12. A stacker-conveyor for conveying and stacking blanks in a vertical stack comprising:

(a) a conveyor having a discharge end;

(b) means for raising and lowering the discharge end of said conveyor to form said stack;

(c) means for driving said conveyor at a predetermined line speed to discharge blanks from said discharge end onto said stack;

(d) speed reduction means located at said discharge end for reducing the speed at which blanks are discharged to a discharge speed less than said line speed;

(e) said speed reduction means comprising a plurality of slow-down wheels and a plurality of drag assemblies;

(f) said blanks having upper and lower surfaces;

(g) said slow-down wheels being positioned to engage one of said surfaces and said drag assemblies being positioned to engage the other of said surfaces as each of said blanks is discharged from said discharge end onto said stack of blanks; and

(h) wherein said discharge end of said conveyor includes a plurality of pulleys and a plurality of conveyor belts extending around said pulleys, and wherein the diameter of said slow-down wheels is greater than the diameter of said pulleys such that said slow-down wheels force said blanks away from said conveyor belts as the blanks pass over said slow-down wheels.

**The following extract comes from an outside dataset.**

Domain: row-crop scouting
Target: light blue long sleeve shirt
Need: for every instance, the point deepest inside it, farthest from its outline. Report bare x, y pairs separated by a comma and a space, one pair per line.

13. The stacker-conveyor of claim 12 including variable position means for variably positioning said plurality of drag assemblies relative to said plurality of slow-down wheels for controlling the discharge of said blanks.

14. The stacker-conveyor of claim 12 wherein said slow-down wheels are coated with a high-friction coating.

15. The stacker-conveyor of claim 12 including variable speed motor means connected to drive said slow-down wheels at said line speed and at a substantially slower speed such as to reduce the speed of discharge of said blanks.

16. The stacker-conveyor of claim 15 including sensor means for sensing the discharge of said blanks, and control circuit means for sending a signal to said variable speed motor means to operate at said substantially slower speed.

17. The stacker-conveyor of claim 12 wherein said drag assemblies comprise first and second rollers and a flexible belt extending around said first and second rollers.